Tout le monde est à l’abri, enfin presque, car je me sens très proche des explosifs. La présence à mes côtés de deux instructeurs me rassure un peu. La petite route voisine vient d’être coupée. La sirène d’avertissement « tir imminent » vient juste de retentir. Elle a fait taire les oiseaux. Toute la carrière est silencieuse. Conformément aux consignes de sécurité, je suis débout. J’ouvre la bouche pour protéger mes tympans comme on m’a dit de le faire. Je lève la tête pour regarder le spectacle. Je tourne la manivelle, un tour, deux tours, trois…

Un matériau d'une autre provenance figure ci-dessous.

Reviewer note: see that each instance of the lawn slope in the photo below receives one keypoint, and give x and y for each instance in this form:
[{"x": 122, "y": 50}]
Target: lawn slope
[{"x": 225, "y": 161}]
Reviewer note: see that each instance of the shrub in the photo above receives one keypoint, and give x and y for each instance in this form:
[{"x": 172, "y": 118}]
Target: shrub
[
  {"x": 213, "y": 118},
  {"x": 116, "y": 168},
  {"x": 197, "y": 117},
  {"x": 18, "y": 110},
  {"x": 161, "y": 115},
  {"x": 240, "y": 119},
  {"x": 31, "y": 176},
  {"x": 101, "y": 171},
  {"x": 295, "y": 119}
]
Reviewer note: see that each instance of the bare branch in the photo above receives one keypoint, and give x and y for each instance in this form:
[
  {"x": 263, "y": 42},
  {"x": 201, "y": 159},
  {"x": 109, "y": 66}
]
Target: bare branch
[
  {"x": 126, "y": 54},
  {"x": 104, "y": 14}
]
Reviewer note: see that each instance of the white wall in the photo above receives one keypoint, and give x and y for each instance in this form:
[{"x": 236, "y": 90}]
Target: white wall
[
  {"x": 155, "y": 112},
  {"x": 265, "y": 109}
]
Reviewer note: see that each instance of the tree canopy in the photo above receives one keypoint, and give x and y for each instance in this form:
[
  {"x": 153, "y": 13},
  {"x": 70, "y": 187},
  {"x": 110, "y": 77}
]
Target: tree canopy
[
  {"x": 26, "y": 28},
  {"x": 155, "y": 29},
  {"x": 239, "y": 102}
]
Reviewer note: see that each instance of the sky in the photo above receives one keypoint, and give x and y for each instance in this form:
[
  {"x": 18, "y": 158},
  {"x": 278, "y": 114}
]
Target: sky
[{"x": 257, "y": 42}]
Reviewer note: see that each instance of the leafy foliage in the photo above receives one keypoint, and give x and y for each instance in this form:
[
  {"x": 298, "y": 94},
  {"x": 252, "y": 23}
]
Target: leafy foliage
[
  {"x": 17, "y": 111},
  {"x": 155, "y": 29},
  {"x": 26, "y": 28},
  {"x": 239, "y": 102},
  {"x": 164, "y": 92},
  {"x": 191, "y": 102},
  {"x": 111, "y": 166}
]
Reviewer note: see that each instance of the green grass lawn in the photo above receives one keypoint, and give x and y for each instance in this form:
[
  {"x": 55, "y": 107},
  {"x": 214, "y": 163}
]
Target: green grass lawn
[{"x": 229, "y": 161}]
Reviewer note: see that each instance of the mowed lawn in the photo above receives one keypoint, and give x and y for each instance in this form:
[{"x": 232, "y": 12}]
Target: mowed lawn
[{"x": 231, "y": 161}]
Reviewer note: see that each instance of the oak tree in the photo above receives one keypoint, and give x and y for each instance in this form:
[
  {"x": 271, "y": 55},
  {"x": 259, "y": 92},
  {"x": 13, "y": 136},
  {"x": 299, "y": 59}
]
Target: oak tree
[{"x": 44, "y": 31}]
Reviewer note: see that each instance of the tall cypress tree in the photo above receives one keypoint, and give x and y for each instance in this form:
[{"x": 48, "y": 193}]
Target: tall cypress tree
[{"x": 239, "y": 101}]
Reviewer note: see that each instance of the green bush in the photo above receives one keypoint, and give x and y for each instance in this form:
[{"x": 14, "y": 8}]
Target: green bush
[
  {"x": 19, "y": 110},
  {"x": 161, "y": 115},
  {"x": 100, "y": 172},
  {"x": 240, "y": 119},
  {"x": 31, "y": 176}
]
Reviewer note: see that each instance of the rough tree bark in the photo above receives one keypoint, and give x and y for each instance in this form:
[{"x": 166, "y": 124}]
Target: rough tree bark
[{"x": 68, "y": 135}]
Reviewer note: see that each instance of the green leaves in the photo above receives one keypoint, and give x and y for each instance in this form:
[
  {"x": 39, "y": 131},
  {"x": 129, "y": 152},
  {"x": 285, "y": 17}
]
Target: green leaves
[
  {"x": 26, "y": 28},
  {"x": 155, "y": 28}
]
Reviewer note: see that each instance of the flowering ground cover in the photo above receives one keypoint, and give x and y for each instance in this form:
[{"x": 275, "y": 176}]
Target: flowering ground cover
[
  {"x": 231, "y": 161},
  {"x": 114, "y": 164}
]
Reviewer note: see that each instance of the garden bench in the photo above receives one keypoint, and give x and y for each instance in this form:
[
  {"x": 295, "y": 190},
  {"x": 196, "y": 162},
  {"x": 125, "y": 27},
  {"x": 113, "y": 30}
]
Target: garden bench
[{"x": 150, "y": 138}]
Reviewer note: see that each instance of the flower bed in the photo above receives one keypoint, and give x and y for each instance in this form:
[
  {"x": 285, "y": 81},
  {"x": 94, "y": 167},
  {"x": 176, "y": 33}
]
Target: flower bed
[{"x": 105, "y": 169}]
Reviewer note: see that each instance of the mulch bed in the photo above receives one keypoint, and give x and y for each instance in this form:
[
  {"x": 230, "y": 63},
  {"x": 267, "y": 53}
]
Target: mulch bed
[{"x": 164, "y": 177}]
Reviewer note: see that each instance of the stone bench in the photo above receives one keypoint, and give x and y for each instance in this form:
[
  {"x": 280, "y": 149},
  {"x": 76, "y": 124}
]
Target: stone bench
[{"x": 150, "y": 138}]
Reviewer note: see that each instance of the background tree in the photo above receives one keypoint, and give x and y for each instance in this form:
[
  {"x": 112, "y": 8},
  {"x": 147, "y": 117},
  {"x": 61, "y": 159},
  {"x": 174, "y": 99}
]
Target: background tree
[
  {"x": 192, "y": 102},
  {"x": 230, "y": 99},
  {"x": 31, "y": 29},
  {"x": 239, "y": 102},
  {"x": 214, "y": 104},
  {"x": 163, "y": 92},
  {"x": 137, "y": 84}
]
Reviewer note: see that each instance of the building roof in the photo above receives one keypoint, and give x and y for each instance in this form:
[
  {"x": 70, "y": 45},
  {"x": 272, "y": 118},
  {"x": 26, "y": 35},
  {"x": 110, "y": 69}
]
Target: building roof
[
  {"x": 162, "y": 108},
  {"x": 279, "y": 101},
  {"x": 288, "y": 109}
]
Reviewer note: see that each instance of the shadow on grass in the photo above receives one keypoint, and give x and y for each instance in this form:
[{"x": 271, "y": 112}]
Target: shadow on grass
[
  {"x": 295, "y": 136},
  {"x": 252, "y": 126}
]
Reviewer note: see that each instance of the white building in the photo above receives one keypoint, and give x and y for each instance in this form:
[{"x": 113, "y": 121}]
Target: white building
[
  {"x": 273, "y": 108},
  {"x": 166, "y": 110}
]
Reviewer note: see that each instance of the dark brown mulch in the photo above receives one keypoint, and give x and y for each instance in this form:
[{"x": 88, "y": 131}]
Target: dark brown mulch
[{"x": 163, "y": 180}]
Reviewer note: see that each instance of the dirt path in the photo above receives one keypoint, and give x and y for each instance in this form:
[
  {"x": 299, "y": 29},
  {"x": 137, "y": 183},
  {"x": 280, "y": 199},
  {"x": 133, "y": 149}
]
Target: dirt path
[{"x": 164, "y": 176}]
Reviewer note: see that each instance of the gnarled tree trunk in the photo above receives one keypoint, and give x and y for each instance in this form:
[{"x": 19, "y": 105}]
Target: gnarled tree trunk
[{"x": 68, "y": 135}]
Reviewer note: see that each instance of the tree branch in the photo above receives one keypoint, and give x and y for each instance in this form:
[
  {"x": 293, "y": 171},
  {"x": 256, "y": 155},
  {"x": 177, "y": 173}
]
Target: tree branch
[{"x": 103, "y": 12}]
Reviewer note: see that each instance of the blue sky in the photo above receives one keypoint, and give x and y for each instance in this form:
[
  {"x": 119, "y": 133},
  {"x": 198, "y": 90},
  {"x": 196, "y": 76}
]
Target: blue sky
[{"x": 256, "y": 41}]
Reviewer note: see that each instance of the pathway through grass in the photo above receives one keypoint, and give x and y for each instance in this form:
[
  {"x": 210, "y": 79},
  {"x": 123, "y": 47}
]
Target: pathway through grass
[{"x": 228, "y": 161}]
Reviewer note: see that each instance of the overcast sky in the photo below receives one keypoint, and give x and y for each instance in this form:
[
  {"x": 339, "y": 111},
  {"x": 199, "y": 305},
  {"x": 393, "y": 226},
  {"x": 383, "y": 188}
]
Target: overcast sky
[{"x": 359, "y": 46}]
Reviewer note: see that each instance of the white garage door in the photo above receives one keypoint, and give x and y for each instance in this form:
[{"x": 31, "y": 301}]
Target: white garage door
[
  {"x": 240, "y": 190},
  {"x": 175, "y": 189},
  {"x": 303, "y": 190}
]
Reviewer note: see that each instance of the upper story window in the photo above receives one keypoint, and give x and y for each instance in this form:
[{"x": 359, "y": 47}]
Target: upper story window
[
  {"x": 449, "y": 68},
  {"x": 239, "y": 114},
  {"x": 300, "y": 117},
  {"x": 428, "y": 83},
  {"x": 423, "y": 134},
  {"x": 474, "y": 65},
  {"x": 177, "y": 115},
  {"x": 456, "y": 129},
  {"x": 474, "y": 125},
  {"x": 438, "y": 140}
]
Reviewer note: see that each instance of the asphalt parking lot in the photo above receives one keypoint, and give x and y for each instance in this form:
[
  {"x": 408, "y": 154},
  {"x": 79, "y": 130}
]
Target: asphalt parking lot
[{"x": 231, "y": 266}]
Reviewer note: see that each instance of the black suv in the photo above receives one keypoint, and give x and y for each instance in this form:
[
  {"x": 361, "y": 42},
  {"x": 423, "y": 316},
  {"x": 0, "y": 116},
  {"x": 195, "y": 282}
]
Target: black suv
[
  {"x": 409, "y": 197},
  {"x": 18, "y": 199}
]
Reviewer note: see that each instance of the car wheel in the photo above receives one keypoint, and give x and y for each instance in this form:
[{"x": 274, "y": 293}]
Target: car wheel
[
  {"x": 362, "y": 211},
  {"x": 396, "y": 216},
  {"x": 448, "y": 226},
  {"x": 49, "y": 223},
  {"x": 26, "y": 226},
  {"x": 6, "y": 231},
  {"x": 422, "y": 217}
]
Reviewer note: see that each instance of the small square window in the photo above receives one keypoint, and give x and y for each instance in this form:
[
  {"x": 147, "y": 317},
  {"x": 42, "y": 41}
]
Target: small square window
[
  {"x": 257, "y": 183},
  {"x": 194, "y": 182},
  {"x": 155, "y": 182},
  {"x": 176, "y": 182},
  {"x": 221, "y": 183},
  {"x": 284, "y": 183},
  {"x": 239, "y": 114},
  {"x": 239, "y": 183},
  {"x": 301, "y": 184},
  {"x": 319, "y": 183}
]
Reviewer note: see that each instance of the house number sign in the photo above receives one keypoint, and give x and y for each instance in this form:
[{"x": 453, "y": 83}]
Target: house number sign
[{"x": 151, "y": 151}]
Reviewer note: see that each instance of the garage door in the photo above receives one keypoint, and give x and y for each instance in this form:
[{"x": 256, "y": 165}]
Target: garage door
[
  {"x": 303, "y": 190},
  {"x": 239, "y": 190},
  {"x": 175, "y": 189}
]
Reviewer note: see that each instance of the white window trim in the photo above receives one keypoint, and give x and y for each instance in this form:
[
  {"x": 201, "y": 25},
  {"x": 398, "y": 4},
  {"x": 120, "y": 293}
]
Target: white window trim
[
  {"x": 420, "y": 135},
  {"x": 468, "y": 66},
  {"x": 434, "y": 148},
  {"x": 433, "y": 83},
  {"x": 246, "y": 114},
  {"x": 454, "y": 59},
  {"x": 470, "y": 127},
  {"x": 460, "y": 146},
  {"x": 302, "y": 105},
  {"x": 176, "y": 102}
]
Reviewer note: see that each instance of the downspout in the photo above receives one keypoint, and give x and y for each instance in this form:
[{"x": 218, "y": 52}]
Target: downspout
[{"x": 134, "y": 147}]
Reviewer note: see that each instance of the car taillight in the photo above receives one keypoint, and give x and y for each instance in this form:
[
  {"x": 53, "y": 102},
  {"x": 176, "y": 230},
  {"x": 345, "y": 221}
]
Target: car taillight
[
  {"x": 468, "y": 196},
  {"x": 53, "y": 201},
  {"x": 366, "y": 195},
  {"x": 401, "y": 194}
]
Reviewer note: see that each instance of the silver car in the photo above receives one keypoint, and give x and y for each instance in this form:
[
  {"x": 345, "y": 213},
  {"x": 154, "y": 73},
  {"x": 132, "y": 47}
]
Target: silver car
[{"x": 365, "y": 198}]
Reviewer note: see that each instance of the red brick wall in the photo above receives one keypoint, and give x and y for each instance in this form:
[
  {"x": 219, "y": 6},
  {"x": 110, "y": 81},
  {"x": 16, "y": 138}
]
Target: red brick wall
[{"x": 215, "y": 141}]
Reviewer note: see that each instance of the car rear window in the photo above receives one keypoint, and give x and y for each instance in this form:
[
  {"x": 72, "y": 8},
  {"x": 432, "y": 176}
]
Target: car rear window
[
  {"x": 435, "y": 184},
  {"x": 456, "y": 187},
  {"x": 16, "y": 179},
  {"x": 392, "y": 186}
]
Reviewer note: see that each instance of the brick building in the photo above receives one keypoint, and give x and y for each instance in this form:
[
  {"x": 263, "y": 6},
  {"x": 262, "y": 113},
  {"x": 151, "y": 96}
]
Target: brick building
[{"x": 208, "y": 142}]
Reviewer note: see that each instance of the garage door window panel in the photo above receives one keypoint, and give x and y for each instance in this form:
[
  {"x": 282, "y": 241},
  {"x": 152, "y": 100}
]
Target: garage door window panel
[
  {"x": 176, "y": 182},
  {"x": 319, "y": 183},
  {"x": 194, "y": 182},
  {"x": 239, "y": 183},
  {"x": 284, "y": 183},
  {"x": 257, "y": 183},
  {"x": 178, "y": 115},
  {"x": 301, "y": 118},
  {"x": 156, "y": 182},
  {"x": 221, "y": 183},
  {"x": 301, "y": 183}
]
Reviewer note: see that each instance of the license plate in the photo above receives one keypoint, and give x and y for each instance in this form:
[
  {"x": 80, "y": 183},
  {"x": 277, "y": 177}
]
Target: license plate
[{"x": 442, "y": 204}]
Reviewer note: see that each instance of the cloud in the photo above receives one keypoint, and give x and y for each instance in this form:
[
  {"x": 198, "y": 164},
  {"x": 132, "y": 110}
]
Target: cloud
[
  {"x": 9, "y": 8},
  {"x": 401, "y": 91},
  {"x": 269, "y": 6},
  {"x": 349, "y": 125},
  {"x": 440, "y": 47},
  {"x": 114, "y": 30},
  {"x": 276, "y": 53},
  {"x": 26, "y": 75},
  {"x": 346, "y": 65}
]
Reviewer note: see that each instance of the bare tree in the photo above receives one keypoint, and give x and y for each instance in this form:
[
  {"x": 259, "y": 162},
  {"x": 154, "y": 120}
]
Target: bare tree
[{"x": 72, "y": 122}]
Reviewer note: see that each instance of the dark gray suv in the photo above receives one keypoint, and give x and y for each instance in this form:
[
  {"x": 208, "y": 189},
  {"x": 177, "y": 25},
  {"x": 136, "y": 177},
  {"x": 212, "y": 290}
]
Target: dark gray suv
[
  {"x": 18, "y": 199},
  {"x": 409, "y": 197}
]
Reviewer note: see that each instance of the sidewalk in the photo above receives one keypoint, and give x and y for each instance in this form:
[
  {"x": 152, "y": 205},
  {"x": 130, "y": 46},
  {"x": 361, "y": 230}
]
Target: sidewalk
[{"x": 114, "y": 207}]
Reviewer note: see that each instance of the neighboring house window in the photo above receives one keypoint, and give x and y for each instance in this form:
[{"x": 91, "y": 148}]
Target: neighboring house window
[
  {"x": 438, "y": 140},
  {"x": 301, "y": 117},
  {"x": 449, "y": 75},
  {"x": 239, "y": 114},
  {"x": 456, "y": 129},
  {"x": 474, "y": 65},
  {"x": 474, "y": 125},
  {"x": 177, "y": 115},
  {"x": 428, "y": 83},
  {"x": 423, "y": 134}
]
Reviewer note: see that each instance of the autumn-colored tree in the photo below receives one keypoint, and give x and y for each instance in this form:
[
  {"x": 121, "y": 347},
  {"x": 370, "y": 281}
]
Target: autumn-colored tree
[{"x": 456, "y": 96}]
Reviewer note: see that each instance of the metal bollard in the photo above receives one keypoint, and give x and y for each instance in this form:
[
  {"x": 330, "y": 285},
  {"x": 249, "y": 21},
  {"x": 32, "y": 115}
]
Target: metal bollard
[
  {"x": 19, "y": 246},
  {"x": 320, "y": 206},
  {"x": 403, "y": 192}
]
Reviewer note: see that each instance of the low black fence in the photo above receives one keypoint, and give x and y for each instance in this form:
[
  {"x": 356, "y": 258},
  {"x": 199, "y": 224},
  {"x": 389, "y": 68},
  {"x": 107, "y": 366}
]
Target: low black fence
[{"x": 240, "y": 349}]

L’adrénaline fait se dérouler la scène au ralenti: dans un vacarme assourdissant, je vois la falaise se soulever légèrement, puis s’écarter de la nouvelle falaise ainsi créée et s’effondrer dans un nuage de poussières.
C’est magnifique. Grandiose.
Je vois les deux instructeurs qui se trouvaient à mes côtés courir vers un bulldozer proche de nous. Ils me crient de les rejoindre. Je suis occupé à regarder, bouche déjà bée, des blocs de pierre monter vers le ciel: l’un des trous a fait canon. La ligne de fracture de la falaise, malgré le choix de détonateurs à retards différents, n’a pas été parfaite et la roche autour d’un trou a résisté quelques millisecondes, formant ainsi un canon dirigé à la verticale.
Mon cerveau, tout occupé à l’admiration du spectacle, n’a pas intégré immédiatement le fait que tous les blocs que je voyais monter dans le ciel, allaient finir par redescendre…
Je finis par bouger, mais je n’ai pas le temps de rejoindre sous le bulldozer les instructeurs. Je suis près d’eux, bien droit sous mon casque de chantier. Les blocs tombent autour de moi. L’un d’eux me fait dans le dos une estafilade que j’ai gardée longtemps en souvenir. Un bloc traverse la route devant les yeux médusés des conducteurs des voitures arrêtées qui râlaient quelques minutes plus tôt contre cette barrière abaissée.
Jamais plus, dans toute ma vie, je ne pense avoir à faire sauter autant d’explosifs d’un seul coup. Mais je me souviendrai longtemps encore de cette matinée en carrière, de cet examen final de mon certificat d’aptitude au tir, qui m’a permis de devenir artificier spéléologue.
J’espère simplement ne jamais avoir à m’en servir sous terre pour dégager un blessé.